In Germany, collective efforts to protect the Hambach Forest have prevented a coal company from clearing the ancient oak and hornbeam forest to extract the coal deposited beneath it. Their struggle is protecting biodiversity, building local adaptive networks, and preventing the expansion of a local coal mine. Legislation in Germany won’t phase out coal until 2038; direct action to protect Hambach’s forest is preventing emissions now.

The current discourse on climate change is predicated on a false choice that leaves no room for bottom-up struggles. The spirit of the gilets jaunes can help us navigate the false choice between unchecked climate change and top-down market-based solutions: social struggles can simultaneously reduce emissions and build adaptive networks to cope with existing climate change.
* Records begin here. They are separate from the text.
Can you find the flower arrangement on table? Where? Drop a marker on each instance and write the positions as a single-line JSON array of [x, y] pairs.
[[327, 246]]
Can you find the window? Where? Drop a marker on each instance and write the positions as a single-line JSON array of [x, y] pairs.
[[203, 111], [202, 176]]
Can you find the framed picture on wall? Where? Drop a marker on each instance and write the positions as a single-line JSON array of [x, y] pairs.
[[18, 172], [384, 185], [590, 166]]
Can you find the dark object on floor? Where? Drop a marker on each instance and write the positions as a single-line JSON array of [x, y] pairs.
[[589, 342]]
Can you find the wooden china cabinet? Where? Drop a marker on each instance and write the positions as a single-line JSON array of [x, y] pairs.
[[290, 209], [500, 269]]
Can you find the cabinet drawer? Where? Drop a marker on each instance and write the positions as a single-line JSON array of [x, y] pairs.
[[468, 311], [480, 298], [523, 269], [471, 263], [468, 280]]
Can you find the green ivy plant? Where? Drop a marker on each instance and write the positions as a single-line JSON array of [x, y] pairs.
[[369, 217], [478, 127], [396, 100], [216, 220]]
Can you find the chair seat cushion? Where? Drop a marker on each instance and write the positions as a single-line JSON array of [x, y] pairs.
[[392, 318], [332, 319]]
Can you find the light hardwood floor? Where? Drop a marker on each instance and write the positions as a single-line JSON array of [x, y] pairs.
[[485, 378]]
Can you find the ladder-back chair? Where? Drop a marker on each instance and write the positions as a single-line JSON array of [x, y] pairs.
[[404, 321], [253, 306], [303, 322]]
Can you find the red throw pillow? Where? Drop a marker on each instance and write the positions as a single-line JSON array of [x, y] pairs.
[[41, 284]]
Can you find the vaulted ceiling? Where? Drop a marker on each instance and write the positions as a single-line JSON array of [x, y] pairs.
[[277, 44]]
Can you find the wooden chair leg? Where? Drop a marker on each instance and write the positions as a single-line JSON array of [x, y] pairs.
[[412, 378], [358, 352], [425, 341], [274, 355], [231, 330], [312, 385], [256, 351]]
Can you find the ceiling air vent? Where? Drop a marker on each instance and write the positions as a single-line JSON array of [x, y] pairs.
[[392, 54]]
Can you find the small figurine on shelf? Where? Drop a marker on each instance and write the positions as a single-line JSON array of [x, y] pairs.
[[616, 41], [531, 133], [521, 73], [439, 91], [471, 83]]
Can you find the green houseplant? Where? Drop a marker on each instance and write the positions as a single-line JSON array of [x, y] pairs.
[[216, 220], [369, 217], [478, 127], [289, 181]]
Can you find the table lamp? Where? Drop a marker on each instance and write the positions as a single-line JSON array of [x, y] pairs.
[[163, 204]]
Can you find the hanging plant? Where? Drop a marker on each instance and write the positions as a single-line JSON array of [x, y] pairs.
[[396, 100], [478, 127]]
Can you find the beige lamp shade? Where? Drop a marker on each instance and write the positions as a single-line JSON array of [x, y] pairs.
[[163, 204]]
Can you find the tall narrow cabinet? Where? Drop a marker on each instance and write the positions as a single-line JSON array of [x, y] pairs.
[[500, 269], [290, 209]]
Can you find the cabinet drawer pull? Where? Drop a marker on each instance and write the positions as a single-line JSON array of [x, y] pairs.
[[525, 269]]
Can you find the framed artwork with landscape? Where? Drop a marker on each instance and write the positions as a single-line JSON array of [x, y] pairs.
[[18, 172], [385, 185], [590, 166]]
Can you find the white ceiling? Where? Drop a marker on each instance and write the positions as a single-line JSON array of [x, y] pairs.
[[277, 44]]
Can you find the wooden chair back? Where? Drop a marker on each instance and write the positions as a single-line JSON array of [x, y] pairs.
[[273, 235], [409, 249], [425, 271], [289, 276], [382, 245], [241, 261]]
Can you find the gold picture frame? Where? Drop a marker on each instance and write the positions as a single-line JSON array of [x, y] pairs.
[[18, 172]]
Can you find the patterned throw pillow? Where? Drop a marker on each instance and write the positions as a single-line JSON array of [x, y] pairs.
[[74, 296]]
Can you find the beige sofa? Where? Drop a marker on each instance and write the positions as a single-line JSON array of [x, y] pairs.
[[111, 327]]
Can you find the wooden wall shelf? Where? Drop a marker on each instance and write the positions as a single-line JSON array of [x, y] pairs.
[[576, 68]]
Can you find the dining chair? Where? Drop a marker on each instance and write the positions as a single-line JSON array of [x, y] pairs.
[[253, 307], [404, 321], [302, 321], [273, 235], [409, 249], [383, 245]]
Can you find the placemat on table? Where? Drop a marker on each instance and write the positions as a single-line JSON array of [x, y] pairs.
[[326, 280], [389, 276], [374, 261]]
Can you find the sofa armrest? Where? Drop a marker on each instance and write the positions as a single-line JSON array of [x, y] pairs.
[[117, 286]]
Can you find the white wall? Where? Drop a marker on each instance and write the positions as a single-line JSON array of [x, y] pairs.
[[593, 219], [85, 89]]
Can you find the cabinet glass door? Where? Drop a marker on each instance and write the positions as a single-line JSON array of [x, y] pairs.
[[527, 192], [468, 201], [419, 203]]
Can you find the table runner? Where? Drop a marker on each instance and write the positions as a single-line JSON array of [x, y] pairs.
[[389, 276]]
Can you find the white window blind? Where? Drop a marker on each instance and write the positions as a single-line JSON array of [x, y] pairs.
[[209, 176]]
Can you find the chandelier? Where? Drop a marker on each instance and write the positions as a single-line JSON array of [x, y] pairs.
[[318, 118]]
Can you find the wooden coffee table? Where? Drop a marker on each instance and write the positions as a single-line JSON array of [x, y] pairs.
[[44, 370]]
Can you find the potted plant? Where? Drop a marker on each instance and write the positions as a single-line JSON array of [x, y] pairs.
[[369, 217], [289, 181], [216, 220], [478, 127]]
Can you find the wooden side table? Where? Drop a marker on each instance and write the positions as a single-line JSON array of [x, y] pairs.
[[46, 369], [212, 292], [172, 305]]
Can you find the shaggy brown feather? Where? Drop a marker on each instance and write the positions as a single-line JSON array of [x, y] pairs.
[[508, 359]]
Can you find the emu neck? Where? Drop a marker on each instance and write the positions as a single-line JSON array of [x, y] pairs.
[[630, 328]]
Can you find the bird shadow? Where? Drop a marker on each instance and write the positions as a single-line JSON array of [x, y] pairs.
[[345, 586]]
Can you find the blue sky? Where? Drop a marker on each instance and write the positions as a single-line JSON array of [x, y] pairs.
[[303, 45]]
Presently, groups like the Sunrise Movement, co-authors of the Green New Deal, are trying to capture the groundswell of climate activism in order funnel it into electoral and legislative campaigns. There are alternatives, however. Direct struggles against resource extraction and ecosystem destruction avoid the contradictions of these top-down strategies. They address the crisis while refusing to make those least responsible for ecological destruction bear the consequences.